Further, studies that investigate the access to affordable and nutritious food consider that areas that are 16 km away from a supermarket store constitute a “food desert” (Blanchard and Lyson, 2006, Morton and Blanchard, 2007, United States Department of Agriculture, 2009) . Well, if we use this definition I am sure we will find that plenty of areas in Australia are “food deserts”. My own research (to be published soon, I will let you know when and where to get a copy) shows that in Victoria, there are about 330 collection districts that are over 20 km away from the nearest store and about 56 collection districts 60 km away from the nearest supermarket. So, for people living in these locations , the options for healthy eating may be scarce and expensive.
Interesting articles on the subject:
Burns, C., Gibbon, P., Boak, R., Baudinette, S. & Dunbar, J. (2004), “Food cost and availability in a rural setting in Australia.”, Rural and Remote Health Research, Education, Practice and Policy, Vol. 4.
Burns, C. M. and Inglis, A. D. (2007), “Measuring food access in Melbourne: Access to healthy and fast foods by car, bus and foot in an urban municipality in Melbourne”, Health & Place, Vol. 13 No. 4, pp. 877-885.

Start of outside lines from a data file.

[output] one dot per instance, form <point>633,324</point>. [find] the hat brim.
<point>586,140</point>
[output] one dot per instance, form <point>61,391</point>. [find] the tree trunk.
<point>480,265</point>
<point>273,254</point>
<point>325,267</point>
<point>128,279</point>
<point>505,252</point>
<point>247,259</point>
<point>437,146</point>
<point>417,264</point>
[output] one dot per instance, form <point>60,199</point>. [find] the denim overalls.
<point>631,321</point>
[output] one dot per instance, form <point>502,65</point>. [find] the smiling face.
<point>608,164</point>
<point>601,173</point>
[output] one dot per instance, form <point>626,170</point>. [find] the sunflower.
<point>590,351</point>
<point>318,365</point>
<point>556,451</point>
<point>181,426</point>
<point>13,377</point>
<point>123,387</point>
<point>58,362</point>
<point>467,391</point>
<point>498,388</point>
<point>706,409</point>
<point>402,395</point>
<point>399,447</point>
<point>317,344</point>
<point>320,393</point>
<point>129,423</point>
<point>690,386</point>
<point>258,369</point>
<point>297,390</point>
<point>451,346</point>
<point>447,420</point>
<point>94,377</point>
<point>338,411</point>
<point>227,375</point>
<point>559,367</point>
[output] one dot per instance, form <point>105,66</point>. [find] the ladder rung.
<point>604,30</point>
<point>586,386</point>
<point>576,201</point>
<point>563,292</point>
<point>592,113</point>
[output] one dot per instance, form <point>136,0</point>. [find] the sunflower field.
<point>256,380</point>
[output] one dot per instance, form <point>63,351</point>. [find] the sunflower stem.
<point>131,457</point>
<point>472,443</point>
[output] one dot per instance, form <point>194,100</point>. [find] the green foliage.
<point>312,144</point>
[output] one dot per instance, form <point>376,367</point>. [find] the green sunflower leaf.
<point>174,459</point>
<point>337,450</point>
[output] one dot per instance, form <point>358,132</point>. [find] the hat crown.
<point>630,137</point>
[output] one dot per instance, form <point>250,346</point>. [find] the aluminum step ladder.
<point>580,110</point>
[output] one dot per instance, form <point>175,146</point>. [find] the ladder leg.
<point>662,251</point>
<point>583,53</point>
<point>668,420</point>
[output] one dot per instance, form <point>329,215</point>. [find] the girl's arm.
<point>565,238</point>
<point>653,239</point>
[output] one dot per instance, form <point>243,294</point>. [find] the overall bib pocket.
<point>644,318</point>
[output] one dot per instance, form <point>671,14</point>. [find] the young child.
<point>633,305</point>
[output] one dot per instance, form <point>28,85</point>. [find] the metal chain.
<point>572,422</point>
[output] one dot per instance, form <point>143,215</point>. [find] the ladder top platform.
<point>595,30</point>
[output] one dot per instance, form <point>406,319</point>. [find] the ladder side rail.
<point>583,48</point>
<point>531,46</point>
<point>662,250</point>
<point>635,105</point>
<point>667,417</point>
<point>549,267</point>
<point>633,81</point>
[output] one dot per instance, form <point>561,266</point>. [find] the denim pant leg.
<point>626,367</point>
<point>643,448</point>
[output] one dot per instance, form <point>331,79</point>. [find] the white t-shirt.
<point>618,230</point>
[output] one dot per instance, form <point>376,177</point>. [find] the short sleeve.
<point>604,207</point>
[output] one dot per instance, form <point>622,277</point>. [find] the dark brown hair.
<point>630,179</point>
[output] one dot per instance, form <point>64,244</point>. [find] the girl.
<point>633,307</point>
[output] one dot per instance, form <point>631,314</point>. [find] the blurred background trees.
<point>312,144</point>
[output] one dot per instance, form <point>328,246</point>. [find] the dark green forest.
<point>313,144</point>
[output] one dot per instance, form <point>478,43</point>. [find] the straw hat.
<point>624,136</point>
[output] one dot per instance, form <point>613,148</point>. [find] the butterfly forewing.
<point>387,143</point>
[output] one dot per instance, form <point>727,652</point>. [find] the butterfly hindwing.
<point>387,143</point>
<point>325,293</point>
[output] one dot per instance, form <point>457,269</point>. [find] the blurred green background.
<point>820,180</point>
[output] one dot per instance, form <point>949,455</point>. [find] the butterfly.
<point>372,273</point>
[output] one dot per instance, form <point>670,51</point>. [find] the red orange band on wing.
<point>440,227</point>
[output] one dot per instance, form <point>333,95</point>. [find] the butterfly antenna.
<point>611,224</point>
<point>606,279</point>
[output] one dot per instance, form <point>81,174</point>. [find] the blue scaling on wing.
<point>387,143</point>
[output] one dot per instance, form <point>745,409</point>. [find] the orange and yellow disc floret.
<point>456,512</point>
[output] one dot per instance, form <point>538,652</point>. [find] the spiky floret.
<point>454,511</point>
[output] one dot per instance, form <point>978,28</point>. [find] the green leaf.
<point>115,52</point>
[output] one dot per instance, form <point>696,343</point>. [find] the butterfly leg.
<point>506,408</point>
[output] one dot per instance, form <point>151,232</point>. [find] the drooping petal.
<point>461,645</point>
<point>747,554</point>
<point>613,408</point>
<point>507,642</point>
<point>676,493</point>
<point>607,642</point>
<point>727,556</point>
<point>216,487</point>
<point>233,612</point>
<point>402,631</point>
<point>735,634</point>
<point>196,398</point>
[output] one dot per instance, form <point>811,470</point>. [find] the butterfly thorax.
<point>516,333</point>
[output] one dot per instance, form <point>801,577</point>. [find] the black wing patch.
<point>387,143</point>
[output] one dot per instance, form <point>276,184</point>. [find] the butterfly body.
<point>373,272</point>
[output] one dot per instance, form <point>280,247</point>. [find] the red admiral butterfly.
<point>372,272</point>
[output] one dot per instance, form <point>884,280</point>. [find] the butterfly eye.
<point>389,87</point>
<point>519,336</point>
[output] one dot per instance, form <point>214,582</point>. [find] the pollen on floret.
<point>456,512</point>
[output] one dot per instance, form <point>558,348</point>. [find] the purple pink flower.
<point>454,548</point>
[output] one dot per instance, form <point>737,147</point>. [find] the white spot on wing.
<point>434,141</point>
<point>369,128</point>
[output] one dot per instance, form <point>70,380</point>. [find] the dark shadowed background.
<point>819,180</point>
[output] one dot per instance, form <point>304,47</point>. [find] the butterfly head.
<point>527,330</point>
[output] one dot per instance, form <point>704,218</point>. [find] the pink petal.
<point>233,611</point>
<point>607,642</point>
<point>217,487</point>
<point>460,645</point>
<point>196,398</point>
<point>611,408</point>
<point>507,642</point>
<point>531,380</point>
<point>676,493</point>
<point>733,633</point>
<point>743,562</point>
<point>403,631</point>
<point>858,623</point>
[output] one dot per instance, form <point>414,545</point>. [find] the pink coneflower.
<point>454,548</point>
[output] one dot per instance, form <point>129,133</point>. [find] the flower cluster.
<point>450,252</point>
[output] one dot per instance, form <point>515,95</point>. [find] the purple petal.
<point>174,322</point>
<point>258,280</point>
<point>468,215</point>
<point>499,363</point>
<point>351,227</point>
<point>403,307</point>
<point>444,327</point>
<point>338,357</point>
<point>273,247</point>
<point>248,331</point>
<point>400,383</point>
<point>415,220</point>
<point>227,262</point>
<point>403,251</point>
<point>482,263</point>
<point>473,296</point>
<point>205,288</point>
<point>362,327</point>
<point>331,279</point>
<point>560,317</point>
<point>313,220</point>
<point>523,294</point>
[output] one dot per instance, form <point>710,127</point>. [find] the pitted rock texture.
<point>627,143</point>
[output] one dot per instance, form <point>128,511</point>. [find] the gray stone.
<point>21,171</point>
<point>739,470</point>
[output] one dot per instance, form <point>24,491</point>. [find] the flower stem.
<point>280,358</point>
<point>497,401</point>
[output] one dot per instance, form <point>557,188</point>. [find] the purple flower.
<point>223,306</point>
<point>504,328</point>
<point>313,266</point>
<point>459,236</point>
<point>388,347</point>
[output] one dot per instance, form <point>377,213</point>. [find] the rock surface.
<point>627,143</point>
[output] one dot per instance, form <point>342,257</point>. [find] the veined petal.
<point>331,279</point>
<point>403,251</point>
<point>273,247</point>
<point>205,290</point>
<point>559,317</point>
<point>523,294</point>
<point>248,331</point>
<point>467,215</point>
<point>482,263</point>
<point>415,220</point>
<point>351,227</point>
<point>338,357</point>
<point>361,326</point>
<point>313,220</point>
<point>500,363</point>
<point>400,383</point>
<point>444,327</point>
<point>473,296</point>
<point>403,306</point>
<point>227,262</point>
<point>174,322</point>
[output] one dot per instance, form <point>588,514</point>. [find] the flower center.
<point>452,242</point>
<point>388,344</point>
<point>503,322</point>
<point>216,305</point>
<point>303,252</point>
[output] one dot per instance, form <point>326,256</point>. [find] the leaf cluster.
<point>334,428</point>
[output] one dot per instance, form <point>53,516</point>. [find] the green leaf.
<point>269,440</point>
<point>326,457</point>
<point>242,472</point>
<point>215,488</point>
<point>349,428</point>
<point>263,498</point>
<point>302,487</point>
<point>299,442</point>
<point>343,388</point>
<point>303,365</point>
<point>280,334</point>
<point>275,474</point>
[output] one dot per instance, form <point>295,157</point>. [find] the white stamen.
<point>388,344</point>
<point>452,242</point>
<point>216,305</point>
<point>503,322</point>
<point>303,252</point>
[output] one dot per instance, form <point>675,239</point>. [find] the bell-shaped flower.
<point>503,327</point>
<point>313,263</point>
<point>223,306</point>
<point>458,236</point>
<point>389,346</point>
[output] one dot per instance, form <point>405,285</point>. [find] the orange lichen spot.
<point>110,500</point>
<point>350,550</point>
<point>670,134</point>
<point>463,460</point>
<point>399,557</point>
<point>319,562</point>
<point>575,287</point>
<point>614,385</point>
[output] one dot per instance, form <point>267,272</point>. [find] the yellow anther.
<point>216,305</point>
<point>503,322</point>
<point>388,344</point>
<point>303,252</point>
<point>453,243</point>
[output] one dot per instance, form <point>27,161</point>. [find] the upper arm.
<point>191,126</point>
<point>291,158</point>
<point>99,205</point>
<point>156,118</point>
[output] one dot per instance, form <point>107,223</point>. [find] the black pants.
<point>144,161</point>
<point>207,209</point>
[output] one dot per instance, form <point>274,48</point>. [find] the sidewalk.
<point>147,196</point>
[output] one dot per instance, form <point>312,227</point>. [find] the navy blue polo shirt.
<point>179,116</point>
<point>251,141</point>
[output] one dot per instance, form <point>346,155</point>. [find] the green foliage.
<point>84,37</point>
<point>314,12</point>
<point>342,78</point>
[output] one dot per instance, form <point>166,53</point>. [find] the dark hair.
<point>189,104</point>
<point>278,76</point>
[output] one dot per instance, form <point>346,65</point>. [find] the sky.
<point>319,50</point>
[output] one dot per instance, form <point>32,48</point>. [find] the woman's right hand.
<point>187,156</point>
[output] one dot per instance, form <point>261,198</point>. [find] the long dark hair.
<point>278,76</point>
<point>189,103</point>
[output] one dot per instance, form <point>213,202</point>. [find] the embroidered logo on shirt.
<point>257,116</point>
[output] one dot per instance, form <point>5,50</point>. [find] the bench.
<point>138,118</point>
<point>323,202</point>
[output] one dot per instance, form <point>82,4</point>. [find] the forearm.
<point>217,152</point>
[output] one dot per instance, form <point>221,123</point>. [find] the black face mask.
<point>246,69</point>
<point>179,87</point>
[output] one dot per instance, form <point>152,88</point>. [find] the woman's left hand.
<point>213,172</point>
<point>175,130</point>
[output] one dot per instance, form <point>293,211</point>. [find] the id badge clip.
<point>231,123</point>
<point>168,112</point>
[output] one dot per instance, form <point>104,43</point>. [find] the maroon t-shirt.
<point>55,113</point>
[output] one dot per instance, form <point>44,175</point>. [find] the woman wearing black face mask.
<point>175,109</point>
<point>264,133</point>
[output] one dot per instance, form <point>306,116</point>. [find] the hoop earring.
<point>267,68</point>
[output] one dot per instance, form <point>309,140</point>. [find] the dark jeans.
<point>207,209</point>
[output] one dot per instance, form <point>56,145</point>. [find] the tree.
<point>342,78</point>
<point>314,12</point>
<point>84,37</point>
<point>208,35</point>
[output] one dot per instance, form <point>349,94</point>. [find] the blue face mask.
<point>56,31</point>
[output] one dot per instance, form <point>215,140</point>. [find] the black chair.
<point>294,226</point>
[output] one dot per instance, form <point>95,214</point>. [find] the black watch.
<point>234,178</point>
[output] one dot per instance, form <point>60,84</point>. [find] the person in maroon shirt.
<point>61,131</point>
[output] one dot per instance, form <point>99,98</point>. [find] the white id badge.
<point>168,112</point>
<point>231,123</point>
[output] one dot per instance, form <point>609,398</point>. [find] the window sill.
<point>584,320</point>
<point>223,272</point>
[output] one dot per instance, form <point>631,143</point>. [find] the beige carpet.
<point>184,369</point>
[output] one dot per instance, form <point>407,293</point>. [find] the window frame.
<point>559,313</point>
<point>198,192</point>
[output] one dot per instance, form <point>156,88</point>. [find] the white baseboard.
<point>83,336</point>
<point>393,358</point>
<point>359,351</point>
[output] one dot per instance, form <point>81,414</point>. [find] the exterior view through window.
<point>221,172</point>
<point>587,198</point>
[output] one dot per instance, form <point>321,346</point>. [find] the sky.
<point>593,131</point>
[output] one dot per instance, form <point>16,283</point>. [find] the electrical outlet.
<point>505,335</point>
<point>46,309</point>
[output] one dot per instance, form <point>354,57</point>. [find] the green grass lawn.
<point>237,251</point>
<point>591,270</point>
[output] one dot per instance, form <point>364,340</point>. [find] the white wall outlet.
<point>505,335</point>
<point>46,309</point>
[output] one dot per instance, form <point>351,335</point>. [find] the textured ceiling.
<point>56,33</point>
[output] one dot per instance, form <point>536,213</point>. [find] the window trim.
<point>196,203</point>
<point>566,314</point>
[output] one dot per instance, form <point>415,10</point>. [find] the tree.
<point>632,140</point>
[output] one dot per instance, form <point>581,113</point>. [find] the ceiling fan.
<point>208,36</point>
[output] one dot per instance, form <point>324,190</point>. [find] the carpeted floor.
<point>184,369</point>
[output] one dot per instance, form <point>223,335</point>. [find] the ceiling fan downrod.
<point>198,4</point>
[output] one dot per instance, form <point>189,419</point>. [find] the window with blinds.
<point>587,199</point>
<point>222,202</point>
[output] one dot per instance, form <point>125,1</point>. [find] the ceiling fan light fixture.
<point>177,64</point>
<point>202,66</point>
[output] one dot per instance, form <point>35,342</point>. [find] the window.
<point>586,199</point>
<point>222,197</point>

Palermo, C., Walker, K., Hill, P., McDonald, J. (2008), “The cost of healthy food in rural Victoria”, Journal of Rural and Remote Health Research, Education, Vol. 8.
Palermo, C., Walker, K., Hill, P., McDonald, J. and Wilson, A. (2007), “Development of a healthy food basket for Victoria”, Australian and New Zealand Journal of Public Health, Vol. 31 No. 4, pp. 360-363.
Blanchard, T. C. and Lyson, T. (2006), “Food Availability and Food Deserts in the Nonmetropolitan South, Assistance Needs of the South’s Vulnerable Populations,” Southern Rural Development Center.
Morton, L. W. and Blanchard, T. C. (2007), “Starved for Access: Life in Rural America’s Food Deserts “, Rural Realities Vol. 1 No. 4, pp. 1-10.
United States Department of Agriculture (2009), “Access to Affordable and Nutritious Food: Measuring and Understanding Food Deserts and Their Consequences”, Report to Congress, pp. 1-160.